Как-то ночью шли съемки высадки батальона в городе. Старенький, видавший виды катер «Ласточка» (он воевал и в гражданскую и в эту войну и все-таки остался жив) тащил за собой баржу. Кругом, вздымая столбы воды, рвались снаряды, метались по небу прожектора, шипя, падали в воду ракеты. Солдаты прыгали с баржи и по пояс в воде выбирались на берег. Все до жути было похоже на то, что происходило на этом же берегу четырнадцать лет тому назад. Но, как ни странно, не это, а другое особенно как-то подействовало на меня.
В перерывах между съемками солдаты приданного нам полка отходили в сторону и, расположившись на железнодорожных путях, отдыхали, приводили себя в порядок.

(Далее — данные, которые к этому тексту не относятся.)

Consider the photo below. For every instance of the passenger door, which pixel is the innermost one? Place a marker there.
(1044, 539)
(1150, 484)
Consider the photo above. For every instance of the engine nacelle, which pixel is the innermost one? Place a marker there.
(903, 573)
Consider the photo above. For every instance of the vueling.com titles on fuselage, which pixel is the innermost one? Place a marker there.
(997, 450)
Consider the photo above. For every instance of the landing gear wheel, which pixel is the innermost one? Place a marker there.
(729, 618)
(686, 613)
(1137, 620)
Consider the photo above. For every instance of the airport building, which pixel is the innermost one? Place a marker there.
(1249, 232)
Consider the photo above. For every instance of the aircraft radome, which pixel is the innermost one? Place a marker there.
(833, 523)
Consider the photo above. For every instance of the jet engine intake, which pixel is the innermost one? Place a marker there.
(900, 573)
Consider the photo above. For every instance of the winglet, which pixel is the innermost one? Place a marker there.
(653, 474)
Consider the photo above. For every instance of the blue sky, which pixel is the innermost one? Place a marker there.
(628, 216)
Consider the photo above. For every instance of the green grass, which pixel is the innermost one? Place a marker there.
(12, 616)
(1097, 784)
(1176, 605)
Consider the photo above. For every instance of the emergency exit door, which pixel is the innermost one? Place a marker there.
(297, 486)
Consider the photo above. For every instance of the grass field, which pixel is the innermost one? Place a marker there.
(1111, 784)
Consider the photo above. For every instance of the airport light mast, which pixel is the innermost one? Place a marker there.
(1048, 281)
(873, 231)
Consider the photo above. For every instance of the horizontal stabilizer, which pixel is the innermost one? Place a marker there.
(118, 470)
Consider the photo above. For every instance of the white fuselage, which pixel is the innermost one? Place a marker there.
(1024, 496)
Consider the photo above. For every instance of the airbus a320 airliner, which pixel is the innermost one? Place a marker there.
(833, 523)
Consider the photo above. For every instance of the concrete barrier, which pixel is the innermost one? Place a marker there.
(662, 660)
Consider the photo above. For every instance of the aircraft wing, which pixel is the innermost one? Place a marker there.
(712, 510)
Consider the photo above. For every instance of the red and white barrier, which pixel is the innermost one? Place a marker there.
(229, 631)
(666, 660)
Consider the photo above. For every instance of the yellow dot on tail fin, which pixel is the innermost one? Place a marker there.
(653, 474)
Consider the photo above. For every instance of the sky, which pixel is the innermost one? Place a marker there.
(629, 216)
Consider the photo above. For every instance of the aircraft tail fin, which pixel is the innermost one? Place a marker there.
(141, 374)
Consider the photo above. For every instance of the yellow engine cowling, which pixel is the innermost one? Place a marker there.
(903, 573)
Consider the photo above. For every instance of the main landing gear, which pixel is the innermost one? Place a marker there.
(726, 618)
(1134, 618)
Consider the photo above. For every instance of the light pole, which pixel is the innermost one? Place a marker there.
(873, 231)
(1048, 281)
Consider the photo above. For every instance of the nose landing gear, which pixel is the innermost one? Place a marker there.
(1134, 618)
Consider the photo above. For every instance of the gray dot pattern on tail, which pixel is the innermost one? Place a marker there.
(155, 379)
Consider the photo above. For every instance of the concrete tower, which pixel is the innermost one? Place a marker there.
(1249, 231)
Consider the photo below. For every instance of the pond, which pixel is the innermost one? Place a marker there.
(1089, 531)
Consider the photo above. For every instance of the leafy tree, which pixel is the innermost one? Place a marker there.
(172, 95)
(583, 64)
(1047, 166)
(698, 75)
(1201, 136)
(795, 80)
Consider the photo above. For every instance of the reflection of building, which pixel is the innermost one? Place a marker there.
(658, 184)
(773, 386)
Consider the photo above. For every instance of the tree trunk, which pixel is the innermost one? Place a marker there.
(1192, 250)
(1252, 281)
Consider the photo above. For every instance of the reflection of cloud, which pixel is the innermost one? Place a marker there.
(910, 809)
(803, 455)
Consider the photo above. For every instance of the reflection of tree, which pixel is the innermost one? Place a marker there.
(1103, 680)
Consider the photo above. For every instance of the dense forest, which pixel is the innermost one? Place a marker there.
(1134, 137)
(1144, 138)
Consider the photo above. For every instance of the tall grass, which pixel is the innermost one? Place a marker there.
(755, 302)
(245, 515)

На них было старое обмундирование, без погон, с отложными воротничками, у сержантов с треугольничками, у офицеров с кубиками в петлицах. Они лежали в темноте, перемигиваясь цигарками, позвякивая котелками, негромко окликали друг друга. Кто-то уже храпел. Кто-то затянул песню, тихую, ночную…
И вот тут-то нахлынули воспоминания – самые, может быть, дорогие, самые близкие…
Но сейчас мы в Париже и будем говорить о Париже.
Самое, пожалуй, поразительное в этом городе то, что он совсем не кажется чужим. Даже не зная языка, ты как-то сразу и легко начинаешь в нем ориентироваться. У него, правда, очень компактная и легко запоминающаяся планировка – кольцо бульваров, два взаимно-перпендикулярных диаметра (один: Елисейские поля – улица Риволи – площадь Нации; другой: бульвары Сен-Мишель – Себастополь – Восточный вокзал) и лучший из всех существующих ориентиров – река Сена, проходящая через самое сердце города. Но дело не в этом. И не в том, что он знаком тебе по прочитанным книгам или виденным картинам. Просто это свойство самого города. В этом его обаяние.
И второе. По Парижу не только легко ходить (кстати, этому помогают громадные планы города, расположенные у входов и в туннелях метро), по нему приятно ходить. Город, по которому хочется гулять. Не ездить, а именно гулять. По Берлину, например, гулять не хочется. По Ленинграду, по Праге – хочется. А по Парижу еще больше.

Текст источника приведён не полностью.